On a lark, I started changing out my Experimental vlan to add some Home Automation components.  I took my Plex server and changed it out to run Ubuntu 18.04 LTS, now called the HA-IOT server, added Docker, and spun up around 12 containers to support what I wanted to do.  I also added an Aeotec Z-Wave USB stick to interface to a number of Z-Wave components.  So far I have added three multi-sensors (temp, movement, humidity, etc.), three Z-Wave dimmable wall switches, two Z-Wave toggle wall switches, one plug in Z-Wave dimmer, one plug in Z-Wave switch, one Z-Wave door lock, and one Z-Wave door open switch.  In addition I have added one wifi multicolor LED bulb and have started adding dimmable LED bulbs in various lamps.

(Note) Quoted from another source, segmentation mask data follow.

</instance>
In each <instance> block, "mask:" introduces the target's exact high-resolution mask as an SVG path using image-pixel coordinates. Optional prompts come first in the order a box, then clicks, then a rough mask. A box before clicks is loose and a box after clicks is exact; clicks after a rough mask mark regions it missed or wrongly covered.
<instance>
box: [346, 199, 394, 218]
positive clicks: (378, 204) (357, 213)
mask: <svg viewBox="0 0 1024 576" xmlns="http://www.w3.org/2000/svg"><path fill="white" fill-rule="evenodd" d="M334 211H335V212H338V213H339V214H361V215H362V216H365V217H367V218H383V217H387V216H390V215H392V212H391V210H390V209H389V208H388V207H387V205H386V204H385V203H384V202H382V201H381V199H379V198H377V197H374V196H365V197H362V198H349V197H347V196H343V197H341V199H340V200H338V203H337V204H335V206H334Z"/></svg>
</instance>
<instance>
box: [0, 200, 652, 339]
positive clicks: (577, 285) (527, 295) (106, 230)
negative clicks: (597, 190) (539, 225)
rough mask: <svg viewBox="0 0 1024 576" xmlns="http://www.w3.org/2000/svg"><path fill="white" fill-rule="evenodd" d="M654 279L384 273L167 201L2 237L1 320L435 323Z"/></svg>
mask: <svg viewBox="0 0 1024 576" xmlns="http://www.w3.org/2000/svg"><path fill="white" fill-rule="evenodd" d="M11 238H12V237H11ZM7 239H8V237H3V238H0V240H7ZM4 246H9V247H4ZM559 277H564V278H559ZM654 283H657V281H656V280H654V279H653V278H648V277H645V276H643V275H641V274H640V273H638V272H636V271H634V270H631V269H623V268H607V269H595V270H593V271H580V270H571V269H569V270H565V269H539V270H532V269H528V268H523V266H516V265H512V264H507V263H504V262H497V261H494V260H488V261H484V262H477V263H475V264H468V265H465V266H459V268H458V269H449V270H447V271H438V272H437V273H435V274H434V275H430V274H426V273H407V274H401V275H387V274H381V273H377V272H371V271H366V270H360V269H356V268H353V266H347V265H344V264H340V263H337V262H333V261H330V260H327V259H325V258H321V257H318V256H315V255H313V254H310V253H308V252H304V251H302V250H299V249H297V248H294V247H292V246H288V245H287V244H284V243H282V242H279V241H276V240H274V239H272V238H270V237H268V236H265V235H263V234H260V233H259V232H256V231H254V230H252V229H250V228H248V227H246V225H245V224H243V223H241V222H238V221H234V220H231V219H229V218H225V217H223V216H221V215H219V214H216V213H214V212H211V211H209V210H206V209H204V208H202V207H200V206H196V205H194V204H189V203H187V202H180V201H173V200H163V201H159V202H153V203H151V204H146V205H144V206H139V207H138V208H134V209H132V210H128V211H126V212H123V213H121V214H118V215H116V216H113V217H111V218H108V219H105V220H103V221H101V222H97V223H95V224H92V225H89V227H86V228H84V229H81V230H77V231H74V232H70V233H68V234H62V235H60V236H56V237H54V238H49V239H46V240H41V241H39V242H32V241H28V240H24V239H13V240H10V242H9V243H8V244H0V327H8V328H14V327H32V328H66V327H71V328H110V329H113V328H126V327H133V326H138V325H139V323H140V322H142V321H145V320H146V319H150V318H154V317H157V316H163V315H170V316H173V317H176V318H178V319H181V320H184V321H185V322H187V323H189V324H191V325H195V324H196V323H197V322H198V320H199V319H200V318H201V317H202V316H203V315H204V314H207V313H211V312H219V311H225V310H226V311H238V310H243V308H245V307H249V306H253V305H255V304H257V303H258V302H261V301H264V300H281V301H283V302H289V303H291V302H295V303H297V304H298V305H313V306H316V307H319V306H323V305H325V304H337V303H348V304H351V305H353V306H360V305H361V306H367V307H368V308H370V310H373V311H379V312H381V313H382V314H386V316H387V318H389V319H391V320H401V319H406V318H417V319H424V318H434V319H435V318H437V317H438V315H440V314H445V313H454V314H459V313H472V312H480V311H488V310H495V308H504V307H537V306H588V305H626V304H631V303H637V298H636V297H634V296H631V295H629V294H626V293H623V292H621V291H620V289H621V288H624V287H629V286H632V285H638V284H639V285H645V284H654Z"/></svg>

I have also started a project using a Raspberry Pi Zero W which interfaces to a LinkMaster 850LM so that I can press the buttons on my Subaru to activate some automations via a MQTT message.  The containers include home-assistant which interfaces to the Z-Wave USB stick, node-red which sets up automations, and pertainer which is used to manage containers in Docker.  I originally set-up the containers using a docker-compose script that I found on the home-assistant blog.  I will be changing those docker-compose scripts as I go.

Right now I am attempting to understand how to control lights via triggers so that I will be able to set-up automations that will work pretty much the first time.  I am also exploring a couple of different dashboard layouts.  All of this is actually controllable via web interfaces, so I am able to push the ports through a router (Netgear FVS318N) to my media vlan so that I am able to get to the web interfaces easily.